International credit rating agency Standard and Poor’s (S&P) has released its most recent evaluation of the Cypriot economy through which it reveals its upward outlook revision from stable to positive.
Maintaining the island’s “B+/B” rating, the agency cites superior economic performance in relation to previous predictions as the basis of its favorable revision.
The S&P report explains: “The outlook revision reflects our view of the faster-than-expected reduction in Cypriot general government debt, supported by less adverse economic growth prospects than previously.”
It further estimates that the economy will effectively bottom out in 2015, following which it will gradually strengthen, based on a resilient business services sector, solid tourism sector, and gradually recovering private consumption.
The agency cautions, however, that investment growth will remain negative, as the process of deleveraging by domestic banks continues.
It continues: “As a result of the government’s past and expected budget deficit reductions, against the background of gradual recovery in economic growth over our 2015-2017 projection period, we expect the general government balance will average about negative 0.7% of GDP over 2015-2017, compared with our previous projection of negative 2.4% of GDP.”

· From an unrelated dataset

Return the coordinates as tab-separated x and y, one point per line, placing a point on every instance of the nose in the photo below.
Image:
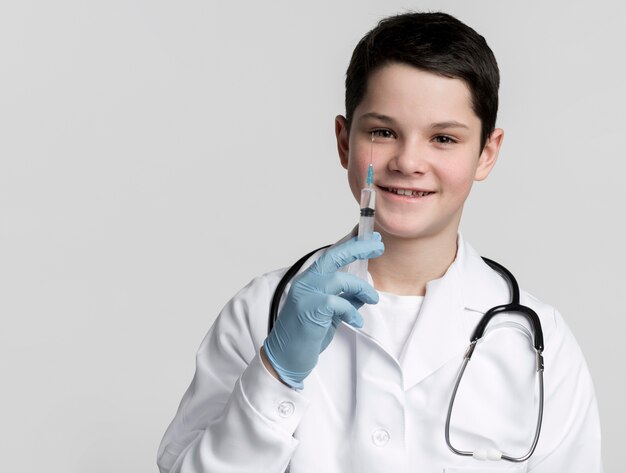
409	158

Acknowledging that its projections are subject to uncertainty, due to various potential shocks to Cyprus’ small, open, services-based economy, Standard and Poor’s notes that the economy will return to growth in 2015, for the first time since 2011.
S&P cites the depreciation of the Russian ruble and the expected contraction of the Russian economy, alongside the EU sanctions imposed on several large Russian commercial banks and companies, as the main factors which may weigh on the prospects in key Cypriot sectors, including tourism and business services.
“Still, despite an estimated 4% decline in nominal GDP growth last year, Cyprus’ budget deficit narrowed by nearly two percentage points of GDP to about 3% of GDP, to below the outcomes we expected for many eurozone (European Economic and Monetary Union) economies that saw positive growth,” the agency adds.
Finally, S&Ps notes that financial stability continues to remain a key risk as the banks’ asset quality deterioration continues and Non Performing Loans amounted to almost 55% of total assets in November 2014.
“Although the new legislation regarding foreclosures and insolvency procedures adopted this year could improve conditions, we think the outcome is still uncertain. We continue to consider that the economic adjustment program’s €1 billion financial sector support buffer provides the government with leeway to address financial sector stability risk,” it concludes.